As far back as 1892 – well before the Hatch Act – famous American Jurist Oliver Wendell Holmes ruled on the firing of a policeman for political speech by saying bluntly “the petitioner may have a constitutional right to talk politics, but he has no constitutional right to be a policeman.”

Holmes went on to say “there are few employments for hire in which the servant does not agree to suspend his constitutional right of free speech, as well as of idleness, by the implied terms of his contract. The servant cannot complain, as he takes the employment on the terms which are offered him.”

The same is true today. Ms. Baptiste has a constitutional (she may say “inalienable”) right to speak her mind. However, she does not have a similarly inalienable right to indiscriminately cuss the government from her cushy post as a government employee.

Much ado has been made of the government’s repeal of the Public Officer (Conditions of Employment) Act. That particularly draconian piece of legislation basically said that no civil servant could do, write, say or express any opinion of a political or administrative nature.
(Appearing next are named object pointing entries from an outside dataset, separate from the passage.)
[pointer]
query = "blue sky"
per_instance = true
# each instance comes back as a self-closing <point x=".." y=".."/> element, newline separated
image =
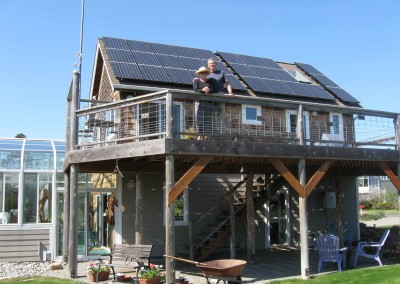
<point x="354" y="43"/>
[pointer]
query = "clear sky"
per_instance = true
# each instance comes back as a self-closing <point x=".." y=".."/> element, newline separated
<point x="356" y="43"/>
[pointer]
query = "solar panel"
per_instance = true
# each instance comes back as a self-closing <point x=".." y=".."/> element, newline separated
<point x="192" y="63"/>
<point x="119" y="55"/>
<point x="308" y="68"/>
<point x="324" y="80"/>
<point x="154" y="73"/>
<point x="300" y="89"/>
<point x="243" y="70"/>
<point x="117" y="43"/>
<point x="185" y="51"/>
<point x="258" y="85"/>
<point x="162" y="49"/>
<point x="180" y="75"/>
<point x="319" y="92"/>
<point x="343" y="95"/>
<point x="126" y="71"/>
<point x="146" y="58"/>
<point x="263" y="72"/>
<point x="230" y="57"/>
<point x="279" y="87"/>
<point x="170" y="61"/>
<point x="283" y="75"/>
<point x="204" y="53"/>
<point x="235" y="83"/>
<point x="139" y="46"/>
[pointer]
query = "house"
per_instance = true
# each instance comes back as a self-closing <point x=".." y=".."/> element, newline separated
<point x="279" y="165"/>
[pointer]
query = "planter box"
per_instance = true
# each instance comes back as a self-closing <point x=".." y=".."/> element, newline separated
<point x="101" y="276"/>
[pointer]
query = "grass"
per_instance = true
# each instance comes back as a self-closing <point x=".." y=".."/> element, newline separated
<point x="38" y="279"/>
<point x="387" y="274"/>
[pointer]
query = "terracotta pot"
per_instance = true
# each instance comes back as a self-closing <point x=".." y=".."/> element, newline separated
<point x="101" y="276"/>
<point x="156" y="280"/>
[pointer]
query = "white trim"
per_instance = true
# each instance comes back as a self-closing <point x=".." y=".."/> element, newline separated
<point x="251" y="121"/>
<point x="306" y="117"/>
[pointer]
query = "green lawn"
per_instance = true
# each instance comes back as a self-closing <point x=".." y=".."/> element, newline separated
<point x="381" y="274"/>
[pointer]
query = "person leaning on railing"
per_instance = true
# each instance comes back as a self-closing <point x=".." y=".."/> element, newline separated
<point x="203" y="108"/>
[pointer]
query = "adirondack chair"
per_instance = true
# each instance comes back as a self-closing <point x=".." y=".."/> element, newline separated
<point x="377" y="248"/>
<point x="328" y="250"/>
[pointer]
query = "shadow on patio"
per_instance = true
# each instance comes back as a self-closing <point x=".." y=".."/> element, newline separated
<point x="274" y="264"/>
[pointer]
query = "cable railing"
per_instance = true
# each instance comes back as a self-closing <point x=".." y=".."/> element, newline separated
<point x="217" y="117"/>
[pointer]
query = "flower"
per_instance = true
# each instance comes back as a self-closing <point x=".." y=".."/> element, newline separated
<point x="92" y="268"/>
<point x="152" y="272"/>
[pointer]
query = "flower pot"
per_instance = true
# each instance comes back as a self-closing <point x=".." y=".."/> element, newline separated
<point x="101" y="276"/>
<point x="156" y="280"/>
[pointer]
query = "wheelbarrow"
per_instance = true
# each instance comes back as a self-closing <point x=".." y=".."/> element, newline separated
<point x="223" y="269"/>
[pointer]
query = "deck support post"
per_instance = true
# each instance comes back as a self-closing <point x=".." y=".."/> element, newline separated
<point x="169" y="184"/>
<point x="73" y="184"/>
<point x="305" y="263"/>
<point x="232" y="223"/>
<point x="250" y="219"/>
<point x="139" y="208"/>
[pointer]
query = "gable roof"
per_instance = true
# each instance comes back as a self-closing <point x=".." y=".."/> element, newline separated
<point x="173" y="67"/>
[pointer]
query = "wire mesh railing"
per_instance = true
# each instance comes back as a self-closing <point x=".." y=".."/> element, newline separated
<point x="221" y="118"/>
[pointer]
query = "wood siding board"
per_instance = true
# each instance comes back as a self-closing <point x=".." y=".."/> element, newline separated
<point x="389" y="173"/>
<point x="188" y="177"/>
<point x="290" y="178"/>
<point x="129" y="150"/>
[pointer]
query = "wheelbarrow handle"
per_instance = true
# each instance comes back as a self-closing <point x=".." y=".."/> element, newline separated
<point x="187" y="260"/>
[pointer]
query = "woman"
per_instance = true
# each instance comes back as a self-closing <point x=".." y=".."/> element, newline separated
<point x="203" y="108"/>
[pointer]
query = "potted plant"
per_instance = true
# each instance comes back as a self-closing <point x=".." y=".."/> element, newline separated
<point x="96" y="273"/>
<point x="151" y="275"/>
It did not care about the content of what you said or how you said it. You could do and say NOTHING.

However, suspending the act did not mean that you could do or say ANYTHING. There are still basic rules in place for public servants, not to mention basic common sense. It is still possible to “go too far.” Pretending otherwise would lead to anarchy and paralysis.

Whether Ms. Baptiste has violated the rules of the public service and common sense remains to be seen. Personally, I saw nothing wrong with her participation in the “No” campaign – which was supposed to be an exercise removed from party politics. I do, however, find her newspaper column to be a shrill, repugnant screed, as I did her reprehensible anti-Semitic radio rantings a few years back.

These disciplinary charges are perfectly within the norms of democratic societies, which uphold free speech, due process and a properly functioning public service. Any claim to the contrary is disingenuous and devoid of any context.